In 1986, Stephen King directed a film version of his short story Trucks called Maximum Overdrive. In it, a rouge meteor passing through earth's atmosphere brings all of the world's electronics to life, from ATM machines to, of course, mac trucks. The trucks, who are evil (because what else would they be?) trap a group of people in a diner. One of the trucks has a strange and massive green goblin head for a grill. I didn't know much about it, but I knew that it had been recently bought by a collector in New Hampshire for over a million dollars.

Yet here it was in Paul Logan's attic, staring at me with wide, demonic eyes.

I asked him how he had come across it, and he laughed, clapping me on the back. "It cost me a lot of money," he said.

Logan allowed me to examine the thing more closely, and to my surprise, I found a name written in neat marker on the back. STANLY EVANS.

He must have been the buyer.

That's how I knew his name.

Still, something bothered me.

Downstairs, Logan sat me on the couch and subjected me to nearly an hour of video from the time he met his idol at HorroCon 2012. For most of the presentation, the camera, which shook incessantly, captured only the backs of people's heads as they waited in line. Then, finally, toward the end, Stephen King could be seen sitting behind a table.

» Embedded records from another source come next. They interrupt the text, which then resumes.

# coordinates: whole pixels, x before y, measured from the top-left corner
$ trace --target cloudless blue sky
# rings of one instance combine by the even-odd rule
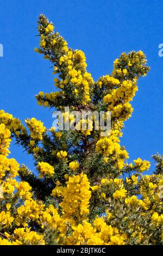
[[[24,120],[41,119],[51,127],[52,112],[39,107],[35,95],[54,90],[51,64],[35,53],[36,21],[43,13],[68,45],[83,50],[95,80],[110,74],[123,52],[142,50],[151,70],[139,80],[132,117],[125,123],[121,144],[130,160],[151,161],[163,154],[163,43],[162,0],[5,0],[0,3],[0,109]],[[13,144],[11,157],[32,168],[32,158]],[[153,168],[152,166],[151,170]]]

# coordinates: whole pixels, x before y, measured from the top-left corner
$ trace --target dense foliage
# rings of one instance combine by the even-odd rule
[[[137,81],[149,68],[141,51],[123,53],[111,75],[95,82],[86,58],[39,17],[39,48],[52,64],[55,92],[41,92],[39,105],[63,113],[111,111],[111,132],[89,129],[48,129],[35,118],[26,128],[0,111],[0,244],[160,245],[163,240],[163,159],[154,156],[155,170],[140,158],[128,163],[120,145],[124,121],[133,112],[129,103]],[[81,120],[77,125],[82,124]],[[33,157],[33,172],[8,158],[12,139]]]

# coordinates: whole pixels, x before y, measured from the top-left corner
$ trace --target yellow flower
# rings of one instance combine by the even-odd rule
[[[57,157],[60,159],[66,158],[67,156],[67,153],[66,151],[61,150],[57,154]]]
[[[54,168],[48,163],[44,162],[39,162],[37,169],[40,173],[39,175],[40,178],[42,178],[44,176],[52,177],[54,173]]]
[[[69,163],[69,168],[73,171],[76,171],[79,167],[79,164],[77,161],[73,161]]]

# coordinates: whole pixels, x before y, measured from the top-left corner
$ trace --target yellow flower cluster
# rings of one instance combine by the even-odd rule
[[[60,152],[58,152],[57,156],[59,159],[64,159],[67,156],[67,153],[66,151],[61,150]]]
[[[4,156],[8,155],[10,151],[8,150],[10,142],[11,133],[7,129],[4,124],[0,124],[0,154]]]
[[[104,86],[106,87],[107,89],[112,88],[112,86],[117,86],[120,83],[118,79],[116,79],[112,76],[110,76],[108,75],[103,76],[101,77],[97,81],[97,84],[101,88]]]
[[[39,178],[42,179],[45,176],[46,177],[52,177],[54,173],[54,168],[48,163],[39,162],[37,169],[40,173]]]
[[[96,145],[96,151],[104,156],[104,161],[107,162],[109,157],[114,160],[118,169],[123,167],[124,161],[128,158],[128,153],[124,149],[121,149],[117,143],[118,138],[112,133],[108,138],[99,139]]]
[[[12,115],[8,113],[5,113],[3,110],[0,110],[0,124],[4,124],[6,129],[14,133],[17,137],[20,135],[26,133],[26,129],[21,124],[21,121],[17,118],[13,118]],[[2,129],[4,126],[1,126]]]
[[[79,167],[79,164],[77,161],[73,161],[69,163],[69,168],[73,172]]]
[[[91,198],[90,182],[85,174],[70,177],[66,182],[67,187],[54,188],[52,196],[61,195],[62,202],[59,205],[62,208],[65,217],[83,219],[89,213],[89,199]]]

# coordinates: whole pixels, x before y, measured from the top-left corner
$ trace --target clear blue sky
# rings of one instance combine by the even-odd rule
[[[151,70],[139,83],[126,123],[121,144],[130,160],[151,156],[162,148],[163,43],[162,0],[5,0],[0,3],[0,109],[23,120],[35,117],[48,127],[52,112],[39,107],[34,95],[54,89],[51,64],[34,51],[39,45],[36,21],[41,13],[54,22],[68,45],[86,54],[87,70],[96,80],[109,74],[122,52],[141,49]],[[32,159],[11,146],[11,156],[30,168]],[[152,166],[151,170],[153,167]]]

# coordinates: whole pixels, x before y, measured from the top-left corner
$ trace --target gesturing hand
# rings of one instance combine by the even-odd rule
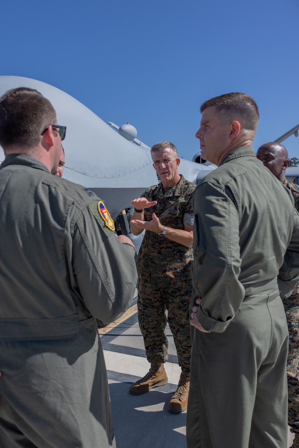
[[[196,300],[196,303],[199,306],[200,305],[200,302],[203,299],[200,297],[199,297]],[[193,327],[195,327],[196,328],[199,330],[200,331],[202,332],[203,333],[210,333],[211,332],[207,332],[206,330],[205,330],[203,327],[200,325],[198,321],[198,319],[197,318],[197,314],[196,314],[196,311],[198,310],[199,306],[193,306],[192,310],[192,312],[190,313],[190,325],[193,325]]]
[[[132,205],[138,210],[142,210],[143,208],[148,208],[153,205],[156,205],[156,201],[149,202],[145,198],[138,198],[132,201]]]
[[[152,202],[151,203],[152,203]],[[146,230],[149,230],[150,232],[155,232],[156,233],[160,233],[164,228],[164,226],[162,225],[159,220],[159,218],[156,215],[155,213],[152,214],[152,221],[140,221],[139,220],[132,220],[131,221],[131,224],[138,226],[140,229],[145,229]]]

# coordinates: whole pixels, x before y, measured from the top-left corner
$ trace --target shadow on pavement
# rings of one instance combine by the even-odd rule
[[[109,385],[117,448],[185,447],[186,437],[181,433],[184,431],[186,413],[169,412],[173,394],[152,389],[142,395],[133,395],[129,392],[131,384]]]

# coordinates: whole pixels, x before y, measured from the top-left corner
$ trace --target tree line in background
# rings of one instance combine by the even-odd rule
[[[297,157],[292,157],[290,159],[290,167],[298,167],[299,165],[299,159]]]

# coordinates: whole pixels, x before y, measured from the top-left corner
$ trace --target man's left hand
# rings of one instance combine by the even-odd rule
[[[200,305],[200,302],[203,299],[199,297],[196,300],[196,303],[199,306]],[[192,313],[190,314],[190,317],[191,318],[190,319],[190,325],[193,325],[193,327],[195,327],[196,328],[199,330],[199,331],[202,332],[203,333],[210,333],[211,332],[207,332],[206,330],[205,330],[204,327],[200,325],[198,321],[198,319],[197,318],[197,314],[196,314],[196,311],[199,308],[198,306],[193,306],[192,309]]]
[[[150,232],[154,232],[156,233],[160,233],[163,232],[164,226],[162,225],[155,213],[152,215],[152,221],[139,221],[139,220],[132,220],[131,223],[138,226],[139,228],[149,230]]]

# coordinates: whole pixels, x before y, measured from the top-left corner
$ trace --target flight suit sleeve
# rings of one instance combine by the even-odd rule
[[[245,289],[241,271],[239,215],[225,191],[209,182],[194,194],[194,289],[190,311],[202,301],[197,317],[205,330],[222,333],[239,309]]]
[[[294,214],[292,237],[277,277],[279,292],[286,298],[299,281],[299,213],[295,209]]]
[[[72,245],[74,273],[85,306],[95,317],[113,322],[129,307],[135,291],[134,248],[101,225],[89,207],[76,219]]]

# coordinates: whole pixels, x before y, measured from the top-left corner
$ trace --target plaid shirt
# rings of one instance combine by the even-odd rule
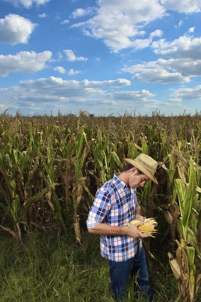
[[[94,228],[101,222],[112,226],[123,226],[135,219],[135,206],[139,205],[136,189],[131,188],[117,175],[105,183],[97,192],[87,220],[87,228]],[[112,261],[125,261],[141,248],[141,239],[127,235],[100,236],[101,255]]]

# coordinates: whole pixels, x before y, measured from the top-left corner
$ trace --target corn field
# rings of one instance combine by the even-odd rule
[[[124,158],[147,154],[158,163],[159,185],[148,182],[138,198],[146,217],[159,212],[168,222],[177,300],[193,301],[201,278],[201,115],[91,115],[1,116],[1,228],[21,243],[35,229],[59,237],[73,227],[82,248],[80,222],[96,191]]]

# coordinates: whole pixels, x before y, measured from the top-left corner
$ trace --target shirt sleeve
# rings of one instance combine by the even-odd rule
[[[139,203],[139,201],[138,201],[137,198],[137,194],[136,194],[136,188],[135,188],[134,189],[133,198],[134,198],[134,203],[135,203],[135,206],[136,205],[139,205],[140,206],[140,204]]]
[[[111,196],[105,189],[100,189],[89,211],[87,225],[92,229],[101,223],[111,208]]]

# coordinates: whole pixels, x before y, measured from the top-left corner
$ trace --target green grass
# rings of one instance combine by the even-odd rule
[[[85,234],[83,238],[81,251],[73,235],[58,239],[35,233],[24,239],[25,246],[19,246],[0,232],[1,302],[113,302],[99,236]],[[154,262],[149,272],[156,302],[168,302],[177,295],[176,280],[164,256],[166,269]],[[141,302],[132,284],[130,279],[125,301]]]

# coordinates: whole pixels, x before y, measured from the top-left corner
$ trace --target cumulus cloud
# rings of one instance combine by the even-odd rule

"There he is!" Logan cried delightedly, grabbing my arm. "It's him!"

On screen, King looked up from a piece of paper, noticed the camera, and smiled bemusedly. I didn't hear what he said to Logan, nor what Logan said in reply, for at that very moment, Logan sighed. "He's so beautiful."

I couldn't help but gape at him.

By the time the video was done, it was pushing eight 'o'clock.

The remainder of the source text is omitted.